In Klingenberg's Riemannian Geometry (on p.127) he mentions that if $M$ posses a nontrivial homotopy group $\pi_i(M)$, $i\geq1$, then there exists infinitely many geodesics joining $p$ to $q$ (presumably for any $p$ and $q$). Is this equivalent to my formulation of the question above?
Does anyone have a proof of such a result? I haven't been able to find anything in the literature yet, but this could be because my knowledge of higher homotopy groups is pretty minimal at best, and I'm not exactly sure what I'm looking for. The one source cited in Klingenberg was a paper by Serre, "Homologie singulière des espaces fibrés", however my french isn't adequate to find what I'm looking for in the paper.
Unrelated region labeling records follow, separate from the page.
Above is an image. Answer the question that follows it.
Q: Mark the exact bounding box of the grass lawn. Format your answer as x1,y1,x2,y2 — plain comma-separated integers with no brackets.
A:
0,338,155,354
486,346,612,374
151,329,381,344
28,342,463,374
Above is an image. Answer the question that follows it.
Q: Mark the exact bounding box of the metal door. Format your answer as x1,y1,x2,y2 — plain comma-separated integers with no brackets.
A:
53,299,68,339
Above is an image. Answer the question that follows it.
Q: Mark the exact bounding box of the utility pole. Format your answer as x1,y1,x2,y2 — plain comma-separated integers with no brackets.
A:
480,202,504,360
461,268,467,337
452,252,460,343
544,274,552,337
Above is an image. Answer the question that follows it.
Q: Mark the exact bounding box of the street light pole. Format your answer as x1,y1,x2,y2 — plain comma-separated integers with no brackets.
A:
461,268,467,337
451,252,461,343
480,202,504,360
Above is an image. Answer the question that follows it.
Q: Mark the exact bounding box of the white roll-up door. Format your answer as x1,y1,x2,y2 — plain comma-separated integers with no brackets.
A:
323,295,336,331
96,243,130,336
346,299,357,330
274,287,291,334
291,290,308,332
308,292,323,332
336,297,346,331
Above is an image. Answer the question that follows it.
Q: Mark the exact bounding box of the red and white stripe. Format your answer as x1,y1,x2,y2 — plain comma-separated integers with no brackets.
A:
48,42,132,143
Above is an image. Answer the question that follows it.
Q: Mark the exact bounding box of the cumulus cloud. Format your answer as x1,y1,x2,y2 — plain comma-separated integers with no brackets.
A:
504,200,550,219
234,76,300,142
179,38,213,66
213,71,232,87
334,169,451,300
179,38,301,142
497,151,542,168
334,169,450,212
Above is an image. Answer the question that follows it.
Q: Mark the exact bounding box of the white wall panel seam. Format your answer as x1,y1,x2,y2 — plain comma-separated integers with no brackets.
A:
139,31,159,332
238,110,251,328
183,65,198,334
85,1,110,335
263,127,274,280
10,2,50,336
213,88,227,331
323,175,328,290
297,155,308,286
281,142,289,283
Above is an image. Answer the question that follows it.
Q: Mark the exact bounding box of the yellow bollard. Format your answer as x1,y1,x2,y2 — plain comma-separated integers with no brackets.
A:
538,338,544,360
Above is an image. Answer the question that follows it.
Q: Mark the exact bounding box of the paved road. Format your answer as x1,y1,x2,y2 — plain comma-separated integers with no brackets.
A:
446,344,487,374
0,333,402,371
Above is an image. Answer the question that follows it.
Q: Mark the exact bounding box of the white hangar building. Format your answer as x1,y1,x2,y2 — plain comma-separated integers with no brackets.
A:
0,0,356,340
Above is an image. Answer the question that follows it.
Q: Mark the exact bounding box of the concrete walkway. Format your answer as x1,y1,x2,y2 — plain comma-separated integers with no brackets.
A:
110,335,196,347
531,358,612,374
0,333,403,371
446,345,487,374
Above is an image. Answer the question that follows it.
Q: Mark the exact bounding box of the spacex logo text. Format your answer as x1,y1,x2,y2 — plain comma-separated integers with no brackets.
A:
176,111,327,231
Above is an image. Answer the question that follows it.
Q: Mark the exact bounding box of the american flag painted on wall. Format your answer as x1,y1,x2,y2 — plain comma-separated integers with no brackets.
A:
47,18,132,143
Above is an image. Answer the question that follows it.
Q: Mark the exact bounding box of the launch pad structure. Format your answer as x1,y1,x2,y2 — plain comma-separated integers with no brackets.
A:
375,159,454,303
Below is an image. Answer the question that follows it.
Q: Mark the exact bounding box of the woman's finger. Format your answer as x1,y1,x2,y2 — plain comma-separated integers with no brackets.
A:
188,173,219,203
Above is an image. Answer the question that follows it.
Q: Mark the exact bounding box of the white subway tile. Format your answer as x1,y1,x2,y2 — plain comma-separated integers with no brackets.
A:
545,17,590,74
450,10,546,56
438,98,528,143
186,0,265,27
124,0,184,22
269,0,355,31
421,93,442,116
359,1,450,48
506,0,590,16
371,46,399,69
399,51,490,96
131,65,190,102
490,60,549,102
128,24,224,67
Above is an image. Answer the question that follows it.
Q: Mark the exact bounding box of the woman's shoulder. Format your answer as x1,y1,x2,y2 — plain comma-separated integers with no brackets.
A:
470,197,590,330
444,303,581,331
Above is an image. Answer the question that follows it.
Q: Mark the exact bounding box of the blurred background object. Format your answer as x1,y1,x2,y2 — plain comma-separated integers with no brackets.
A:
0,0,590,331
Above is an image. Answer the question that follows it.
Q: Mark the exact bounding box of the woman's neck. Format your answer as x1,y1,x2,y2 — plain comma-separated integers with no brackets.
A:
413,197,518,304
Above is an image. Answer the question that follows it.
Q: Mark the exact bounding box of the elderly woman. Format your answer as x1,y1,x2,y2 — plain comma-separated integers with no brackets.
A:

It could also be the stronger statement:
(2) If $\tau(x,\xi)<\infty$ for all $(x,\xi)\in SM$, then $M$ is compact.
Is there a proof (for whichever result) that doesn't require higher homotopy groups?
The answer to question (1) is no. For example, if $M$ is the cylinder $\mathbb S^1\times \mathbb R$ with the standard product metric, then the injectivity radius of $M$ at every point is $\pi$, but $M$ is not compact.
However, the answer to (2) is yes. Here are two proofs that don't involve homotopy groups.
First Proof: Suppose $(M,g)$ is complete and $\tau(x,\xi)<\infty$ for all $(x,\xi)\in SM$. Klingenberg's Lemma 2.1.5 shows that the cut distance function $\tau$ is continuous. Let $x\in M$ be arbitrary. The hypothesis implies that $\xi\mapsto \tau(x,\xi)$ is a continuous real-valued function on the set of unit tangent vectors at $x$, which is compact, so this function has an upper bound $C$. Thus the continuous map $\exp_x\colon \overline B_C(0)\to M$ is surjective, so $M$ is the continuous image of a compact set and thus compact.
Second Proof: I'll prove the contrapositive. Suppose $(M,g)$ is complete and noncompact. Klingenberg's Proposition 2.9.3 shows that for every $x\in M$, there is a ray starting at $x$, i.e., a geodesic $c\colon [0,\infty)\to M$ such that $c(0)=x$ and $c$ restricts to a minimizing geodesic segment between any two of its points. If $\xi$ is the unit vector in the direction of $c'(0)$, then $\tau(x,\xi)=\infty$.
I don't understand your question about "Is this equivalent to my formulation of the question above?" Is what equivalent to what, exactly?